There are several logical puzzles that impress me because they have a very good quality and made me think a lot before able to answer it. However I have one favorite puzzle that for me is a good one to test and figure out the smartest person among smart people. So this is the puzzle I mean (you may find it in many other sources because this puzzle is one of famous puzzle, I just re-write it):

A great philosopher wants to test who is the smartest among his students. There are 3 students and they are very very clever. So the great philosopher should make a test that is totally fair for them. It means that each students should have a same chance to answer the test.

So it is the test:

The great philosopher put a dot on each student forehead. There are 2 possibilities color of dot that will be used: red and blue. Each student should know the color of dot on the other student heads, but shouldn’t know his own color. The challenge is to figure out the color of dot in their own forehead.

After putting the dot, the philosopher will ask all students if they see at least one red dot on their friend’s forehead. If they see, they should raise up their hand.

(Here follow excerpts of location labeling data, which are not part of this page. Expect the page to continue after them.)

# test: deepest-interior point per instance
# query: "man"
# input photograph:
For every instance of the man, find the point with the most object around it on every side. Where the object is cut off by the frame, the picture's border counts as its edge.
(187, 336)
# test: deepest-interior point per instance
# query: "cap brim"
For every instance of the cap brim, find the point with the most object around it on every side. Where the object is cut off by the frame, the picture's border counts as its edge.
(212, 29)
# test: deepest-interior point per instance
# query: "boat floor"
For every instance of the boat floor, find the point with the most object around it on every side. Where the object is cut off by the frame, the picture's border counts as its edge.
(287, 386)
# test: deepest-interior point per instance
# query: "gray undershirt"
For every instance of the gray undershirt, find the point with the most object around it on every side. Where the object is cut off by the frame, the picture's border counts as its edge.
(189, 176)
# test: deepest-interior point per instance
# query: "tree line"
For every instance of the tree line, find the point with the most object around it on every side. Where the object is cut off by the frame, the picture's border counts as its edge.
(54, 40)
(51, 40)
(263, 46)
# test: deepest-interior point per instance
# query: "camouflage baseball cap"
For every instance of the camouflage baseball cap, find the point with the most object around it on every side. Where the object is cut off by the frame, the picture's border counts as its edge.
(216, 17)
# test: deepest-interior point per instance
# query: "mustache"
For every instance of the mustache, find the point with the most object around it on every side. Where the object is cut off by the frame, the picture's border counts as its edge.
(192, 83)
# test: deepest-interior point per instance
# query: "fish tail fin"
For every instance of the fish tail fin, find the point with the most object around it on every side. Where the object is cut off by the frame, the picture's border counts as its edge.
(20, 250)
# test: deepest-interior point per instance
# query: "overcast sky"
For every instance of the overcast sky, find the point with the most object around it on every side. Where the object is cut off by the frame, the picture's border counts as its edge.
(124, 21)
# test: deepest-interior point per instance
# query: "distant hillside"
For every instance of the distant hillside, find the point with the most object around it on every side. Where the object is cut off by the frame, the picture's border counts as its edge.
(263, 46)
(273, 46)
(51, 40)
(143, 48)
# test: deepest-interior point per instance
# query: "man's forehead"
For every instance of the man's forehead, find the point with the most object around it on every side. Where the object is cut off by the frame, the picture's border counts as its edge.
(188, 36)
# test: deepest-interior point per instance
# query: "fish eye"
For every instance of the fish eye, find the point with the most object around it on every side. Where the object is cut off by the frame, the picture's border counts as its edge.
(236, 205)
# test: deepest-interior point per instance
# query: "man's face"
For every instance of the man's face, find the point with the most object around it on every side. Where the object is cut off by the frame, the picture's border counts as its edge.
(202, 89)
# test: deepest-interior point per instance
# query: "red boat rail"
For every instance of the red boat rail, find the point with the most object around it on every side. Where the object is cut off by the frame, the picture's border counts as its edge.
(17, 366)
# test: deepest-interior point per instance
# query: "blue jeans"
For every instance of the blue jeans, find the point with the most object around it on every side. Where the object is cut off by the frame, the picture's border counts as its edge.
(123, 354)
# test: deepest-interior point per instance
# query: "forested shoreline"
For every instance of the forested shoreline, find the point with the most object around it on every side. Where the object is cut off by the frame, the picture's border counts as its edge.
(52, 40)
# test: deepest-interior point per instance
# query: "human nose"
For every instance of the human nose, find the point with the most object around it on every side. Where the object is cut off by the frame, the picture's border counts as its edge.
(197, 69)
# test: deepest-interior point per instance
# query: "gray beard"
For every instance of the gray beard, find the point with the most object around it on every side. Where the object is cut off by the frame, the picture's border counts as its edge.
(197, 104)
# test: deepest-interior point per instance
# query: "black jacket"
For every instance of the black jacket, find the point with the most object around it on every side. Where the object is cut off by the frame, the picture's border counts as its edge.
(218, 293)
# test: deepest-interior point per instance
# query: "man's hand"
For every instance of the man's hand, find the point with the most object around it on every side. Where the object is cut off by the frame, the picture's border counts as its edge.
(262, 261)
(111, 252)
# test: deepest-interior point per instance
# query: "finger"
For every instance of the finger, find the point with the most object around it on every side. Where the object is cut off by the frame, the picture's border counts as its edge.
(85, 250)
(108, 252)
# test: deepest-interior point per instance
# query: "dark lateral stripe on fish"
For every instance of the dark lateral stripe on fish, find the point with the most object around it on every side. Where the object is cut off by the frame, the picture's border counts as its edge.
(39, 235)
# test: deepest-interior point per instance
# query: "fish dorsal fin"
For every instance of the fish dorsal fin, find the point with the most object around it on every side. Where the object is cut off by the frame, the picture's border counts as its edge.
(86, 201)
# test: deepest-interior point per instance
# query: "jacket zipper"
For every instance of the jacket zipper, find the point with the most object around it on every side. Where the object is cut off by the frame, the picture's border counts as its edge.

So then the battle begin, each of students think deeply and logically to find out the color of dot in their head. The great philosopher actually put red dot to all of them. Sure he did this to make the test as fair as possible. If he put different color, the chance doesn’t same anymore for each student. But by having all red dot in all head, now he create a very fair test for his students. Now it will relay on his student’s logical thinking to answer this test.

This puzzle seems impossible to be answered, but that is the greatest point of puzzle, tomake the reader think that it’s unanswerable. But it has an answer. And the smartest student will be able to find it. How about you, if you are one of the students, can you answer it? No guessing of course, it should based on logical deduction.

After several time one of the students answer it. He say that his head have red dot. How can he find that out? This is how he thinks:

First, there is only two possible answer: red and blue.

Second, he sees that all students raise their hand, it means at least there are 2 red dots. He have seen 2 red dots, but it doesn’t guarantee anything, there is still 50-50 chance for red and blue on his head.

Third, he tries to think as his friend’s think. His friend will see 1 red dot and one on his head. If his friend see blue dot in his head, then it means his friend will instantly know that he (his friend) should have red dot. But it doesn’t happen. So the only possibility is that he has red dot.

Simple answer isn’t it? But I don’t think every person can catch this at the first time. Can you :D?